Voge 300 Rally – Stärken: mehr Fokus auf Kontrolle bei wechselndem Untergrund; entspannteres Handling auf schlechten Straßen und leichten Offroad-Abstechern; Rally-typische Gesamtkonzeption. Voge 300 Rally – Schwächen: wer ausschließlich sportlich auf der Straße unterwegs ist, spürt möglicherweise weniger „Straßenfokus“ als bei der Kawasaki.

Welches Motorrad passt zu welchem Fahrstil?

Die Entscheidung wird leichter, wenn man den eigenen Alltag ehrlich betrachtet. Die Kawasaki Z 500 SE passt besonders gut, wenn der Schwerpunkt auf Asphalt liegt: kurze Wege, Pendeln, Kurven auf der Landstraße und ein Motorrad, das sich schnell und direkt anfühlt. Sie ist ideal für Fahrer, die gern „mit dem Gas“ arbeiten und ein straßenorientiertes Setup bevorzugen.

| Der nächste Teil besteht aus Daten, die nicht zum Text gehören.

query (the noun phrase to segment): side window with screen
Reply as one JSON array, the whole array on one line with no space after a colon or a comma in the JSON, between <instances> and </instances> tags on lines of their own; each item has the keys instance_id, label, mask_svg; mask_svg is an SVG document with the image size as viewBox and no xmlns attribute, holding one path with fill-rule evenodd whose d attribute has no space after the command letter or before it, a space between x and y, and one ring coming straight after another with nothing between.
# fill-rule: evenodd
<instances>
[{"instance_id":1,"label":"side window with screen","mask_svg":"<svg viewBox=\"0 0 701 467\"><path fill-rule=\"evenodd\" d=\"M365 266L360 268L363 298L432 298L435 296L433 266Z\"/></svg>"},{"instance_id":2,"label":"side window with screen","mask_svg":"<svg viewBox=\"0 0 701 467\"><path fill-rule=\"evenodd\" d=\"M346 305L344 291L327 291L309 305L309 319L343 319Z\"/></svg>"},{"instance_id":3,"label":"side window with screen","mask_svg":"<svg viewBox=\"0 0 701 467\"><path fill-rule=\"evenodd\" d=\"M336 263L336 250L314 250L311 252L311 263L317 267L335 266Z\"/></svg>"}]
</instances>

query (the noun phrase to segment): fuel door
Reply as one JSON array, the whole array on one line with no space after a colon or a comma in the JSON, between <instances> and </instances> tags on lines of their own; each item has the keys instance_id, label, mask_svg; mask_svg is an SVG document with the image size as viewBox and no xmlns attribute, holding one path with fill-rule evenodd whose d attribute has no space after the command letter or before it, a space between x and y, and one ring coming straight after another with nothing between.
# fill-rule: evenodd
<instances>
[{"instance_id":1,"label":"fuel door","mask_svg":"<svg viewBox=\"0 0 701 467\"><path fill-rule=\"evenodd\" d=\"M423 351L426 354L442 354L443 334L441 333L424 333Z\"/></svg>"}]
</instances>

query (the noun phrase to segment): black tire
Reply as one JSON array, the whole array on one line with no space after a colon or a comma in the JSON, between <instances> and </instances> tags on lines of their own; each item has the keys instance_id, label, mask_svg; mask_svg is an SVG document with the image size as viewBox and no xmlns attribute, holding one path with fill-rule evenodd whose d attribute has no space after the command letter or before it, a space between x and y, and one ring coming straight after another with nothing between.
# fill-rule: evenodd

Die Voge 300 Rally passt besonders gut, wenn Touren nicht nur aus perfektem Asphalt bestehen. Wer öfter Feldwege, Schotterabschnitte oder schlechte Straßen einplant, bekommt ein Motorrad, das dafür konzipiert ist, ohne dass man jedes Mal das Gefühl hat, man müsse das Bike „schonen“. Sie ist außerdem eine gute Wahl für Fahrer, die gern flexibel bleiben und das Motorrad nicht nur auf eine Streckenart festlegen möchten.

Fazit:

Die Kawasaki Z 500 SE ist die bessere Wahl für alle, die ein straßenbetontes, agiles Naked-Bike suchen: Sie spielt ihre Stärken im Stadtverkehr und auf der Landstraße aus, wirkt dynamisch im Ansprechverhalten und vermittelt ein direktes Handling. Wer häufig Asphalt fährt und dort Fahrspaß priorisiert, wird mit der Kawasaki sehr wahrscheinlich schneller glücklich.

Die Voge 300 Rally ist die bessere Wahl, wenn der Einsatzbereich breiter ist: wechselnde Straßenqualität, gelegentliche Schotter- oder Feldwege und der Wunsch nach einem Motorrad, das auch abseits des perfekten Asphalts kontrolliert bleibt. Sie bietet eine Rally-orientierte Gesamtkonzeption, die Touren entspannter macht, sobald der Untergrund nicht mehr planbar ist.

Kurz gesagt: Kawasaki für den klaren Straßenfokus, Voge für mehr Flexibilität und Abenteuerlust auf gemischten Strecken.